The criticism of the Brain Korea 21 program that has intermittently been raised by civic groups and the continuous demand by the public for quick visible results is connected with Korean impatience. Needless to say, some mistakes that have been found during the initial stages of the program must be straightened out. But the government investment in research and development, including the Brain Korea 21 program, should be expanded. In a knowledge-based society, the wealth of a nation depends on how well we can accumulate knowledge, develop new techniques and turn the knowledge and know-how into expanded production.
Research and development investments can easily be ignored by the market and the government.
First, since research and development create a product that is widely available, a rational economic actor has the tendency to be a "free rider." If research and development were left entirely to the market, an economy could not acquire the knowledge and technology necessary for the society.
Since the duration of research and development activities is long, such investments are not appealing to politicians, whose outlook and terms are limited. They prefer expenditures that have quick results.
And finally, research and development results are difficult to measure. That is why the government prefers to invest in state-run construction projects that have visible results.
That general disinclination to invest in research and development is showing up now in Korea. Although the ratio of investment in research and development to gross domestic product has been gradually increasing, it is still small compared with such investment in Japan and the United States. In addition, only about 25 percent of the government's budget for research and development actually finds its way into investments.

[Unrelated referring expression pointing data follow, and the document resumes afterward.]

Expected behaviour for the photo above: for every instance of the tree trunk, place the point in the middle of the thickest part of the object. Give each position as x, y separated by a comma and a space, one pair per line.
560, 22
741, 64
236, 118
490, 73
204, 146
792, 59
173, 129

Although three-quarters of researchers work at universities, and 80 percent of published science papers are written by university researchers, Seoul provides only about 22 percent of the funding for that work. Compared with other governments' support for university research labs, the Korean government is stingy.
The funding drought has reduced the research capabilities of our schools, and the incubation of the next generation of scholars has become a job for foreign schools. Korea is reduced to being a knowledge importer.
The government's passive investment policy is the starting point in blocking national competitiveness and development of scientific technology.
The production of dissertations from Korean universities in scientific journals has increased because of the Brain Korea 21 program, but the increase is not enough to keep us at the cutting edge of technology. The program can play an essential role for our future if investment is concentrated in world-leading technologies that we can exploit.
The writer is a professor of public administration at Sungkyunkwan University.